Changes in the sucrose metabolism in apple fruit following postharvest acibenzolar-S-methyl treatment: Changes in the sucrose metabolism in apple fruit following postharvest

BACKGROUND Apple (cv. Ralls) fruit were treated with 0.1 g L-1 acibenzolar-S-methyl (ASM) for 10 min to evaluate the changes in enzyme activity and gene expression in the sucrose metabolism during storage at 20 °C with 30%-40% relative humidity.

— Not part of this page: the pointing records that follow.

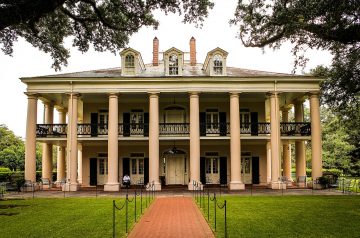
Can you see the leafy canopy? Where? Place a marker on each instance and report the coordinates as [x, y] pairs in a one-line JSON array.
[[106, 24]]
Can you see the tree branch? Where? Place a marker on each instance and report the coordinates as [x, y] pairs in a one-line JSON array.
[[25, 11]]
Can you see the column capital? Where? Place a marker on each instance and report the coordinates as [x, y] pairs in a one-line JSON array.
[[153, 94], [113, 94], [285, 108], [313, 94], [234, 94], [48, 103], [194, 94], [298, 101], [32, 95], [272, 94], [61, 109], [74, 94]]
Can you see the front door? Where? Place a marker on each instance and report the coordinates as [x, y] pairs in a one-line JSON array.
[[93, 171], [175, 169], [246, 169]]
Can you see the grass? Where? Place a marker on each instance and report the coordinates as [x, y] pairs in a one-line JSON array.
[[64, 217], [288, 216]]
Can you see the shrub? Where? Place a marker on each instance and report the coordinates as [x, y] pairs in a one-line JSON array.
[[4, 169]]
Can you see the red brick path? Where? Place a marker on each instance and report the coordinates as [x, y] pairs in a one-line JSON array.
[[172, 217]]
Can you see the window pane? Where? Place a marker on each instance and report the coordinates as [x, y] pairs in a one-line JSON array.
[[215, 165], [133, 166], [101, 166], [208, 165], [129, 61], [141, 166]]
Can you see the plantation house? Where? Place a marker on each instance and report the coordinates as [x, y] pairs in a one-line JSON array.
[[173, 121]]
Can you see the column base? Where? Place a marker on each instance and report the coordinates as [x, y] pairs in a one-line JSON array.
[[191, 186], [277, 185], [157, 187], [72, 187], [236, 185], [301, 185], [112, 187]]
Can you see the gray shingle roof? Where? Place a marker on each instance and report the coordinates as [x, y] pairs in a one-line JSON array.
[[159, 71]]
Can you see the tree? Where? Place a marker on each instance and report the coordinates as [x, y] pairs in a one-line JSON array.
[[12, 150], [332, 25], [336, 146], [106, 24]]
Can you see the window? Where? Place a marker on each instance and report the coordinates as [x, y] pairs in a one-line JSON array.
[[212, 121], [173, 65], [212, 163], [208, 165], [141, 166], [129, 61], [133, 166], [103, 166], [215, 165], [218, 65], [137, 119]]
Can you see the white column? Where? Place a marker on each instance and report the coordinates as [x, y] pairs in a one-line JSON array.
[[286, 148], [30, 140], [47, 154], [300, 160], [154, 140], [79, 163], [268, 162], [72, 144], [113, 145], [235, 146], [61, 151], [275, 140], [316, 150], [194, 139]]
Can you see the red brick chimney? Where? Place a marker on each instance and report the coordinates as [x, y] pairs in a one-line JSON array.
[[155, 51], [192, 51]]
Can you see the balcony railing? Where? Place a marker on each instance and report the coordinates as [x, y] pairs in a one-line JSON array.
[[174, 129], [51, 130], [255, 128], [220, 128], [295, 128]]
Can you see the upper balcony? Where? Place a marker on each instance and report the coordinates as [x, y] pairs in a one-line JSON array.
[[173, 129]]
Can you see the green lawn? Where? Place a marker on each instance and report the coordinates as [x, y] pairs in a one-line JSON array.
[[288, 216], [63, 217]]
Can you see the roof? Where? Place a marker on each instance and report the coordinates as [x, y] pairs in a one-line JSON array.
[[159, 71]]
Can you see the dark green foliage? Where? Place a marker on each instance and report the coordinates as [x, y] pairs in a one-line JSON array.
[[331, 25], [107, 25]]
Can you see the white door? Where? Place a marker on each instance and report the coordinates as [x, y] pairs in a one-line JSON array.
[[246, 170], [212, 122], [175, 169]]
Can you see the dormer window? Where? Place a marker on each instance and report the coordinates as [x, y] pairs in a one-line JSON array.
[[129, 61], [218, 65], [215, 62], [173, 65]]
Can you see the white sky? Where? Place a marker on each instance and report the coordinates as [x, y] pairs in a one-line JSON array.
[[216, 32]]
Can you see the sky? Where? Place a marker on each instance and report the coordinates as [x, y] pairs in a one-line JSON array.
[[216, 32]]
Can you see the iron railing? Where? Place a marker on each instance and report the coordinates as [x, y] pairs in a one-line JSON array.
[[174, 128], [255, 128], [171, 129], [295, 128], [51, 130]]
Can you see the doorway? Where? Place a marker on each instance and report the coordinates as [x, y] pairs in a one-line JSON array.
[[175, 169], [93, 171]]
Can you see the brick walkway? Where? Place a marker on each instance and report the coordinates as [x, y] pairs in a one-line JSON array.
[[172, 217]]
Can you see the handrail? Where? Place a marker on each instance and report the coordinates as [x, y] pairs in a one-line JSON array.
[[171, 129], [199, 195], [125, 205]]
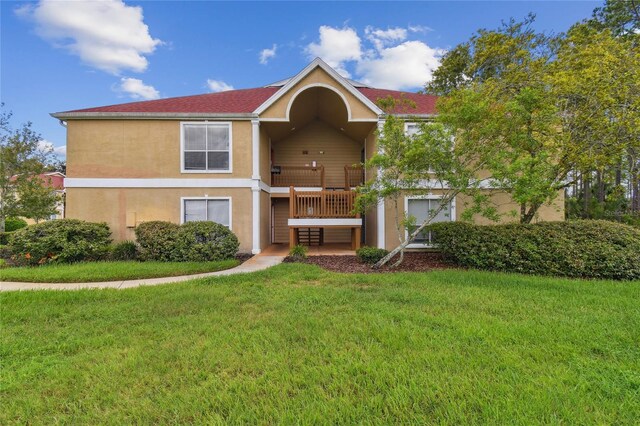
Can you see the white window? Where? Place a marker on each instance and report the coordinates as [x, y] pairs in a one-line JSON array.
[[207, 209], [206, 147], [411, 129], [422, 208]]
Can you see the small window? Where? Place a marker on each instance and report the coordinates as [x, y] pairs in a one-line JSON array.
[[206, 147], [411, 129], [421, 209], [218, 210]]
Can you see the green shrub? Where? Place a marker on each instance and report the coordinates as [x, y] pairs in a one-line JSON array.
[[205, 241], [5, 237], [124, 250], [14, 223], [64, 240], [581, 249], [370, 255], [157, 240], [298, 252], [5, 252]]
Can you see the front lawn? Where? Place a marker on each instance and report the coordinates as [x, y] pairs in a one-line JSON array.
[[109, 271], [296, 344]]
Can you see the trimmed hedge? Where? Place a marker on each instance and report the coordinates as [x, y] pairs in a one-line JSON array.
[[124, 250], [190, 242], [157, 240], [64, 241], [370, 255], [579, 249], [205, 241], [14, 223]]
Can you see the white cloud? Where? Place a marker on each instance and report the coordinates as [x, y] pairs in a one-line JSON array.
[[419, 29], [107, 35], [46, 146], [218, 86], [385, 58], [336, 46], [381, 38], [136, 89], [267, 54], [405, 66]]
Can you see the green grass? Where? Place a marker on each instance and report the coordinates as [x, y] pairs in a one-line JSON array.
[[296, 344], [109, 271]]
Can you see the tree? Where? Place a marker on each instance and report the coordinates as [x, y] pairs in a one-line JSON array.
[[419, 165], [505, 100], [596, 82], [621, 17], [38, 201], [21, 158]]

RESULTS The results showed that sucrose phosphate synthase (SPS) and sucrose synthase synthesis (SS-s) activity was enhanced by ASM in apple fruit during the entire storage period. Sucrose synthase-cleavage (SS-c) and neutral invertase (NI) activity was suppressed by ASM treatment but acid invertase (AI) activity was increased in the middle period after ASM treatment. Acibenzolar-S-methyl treatment also significantly inhibited SPS and NI gene expression in apple fruit during storage. However, SS gene expression increased in the ASM-treated apple fruit. High levels of expression of the fructokinase (FK) and hexokinase (HK) genes were observed during the middle storage period in the ASM-treated fruit. CONCLUSION Taken together, these results suggest that ASM delays the senescence of apple fruit by regulating the sugar metabolism.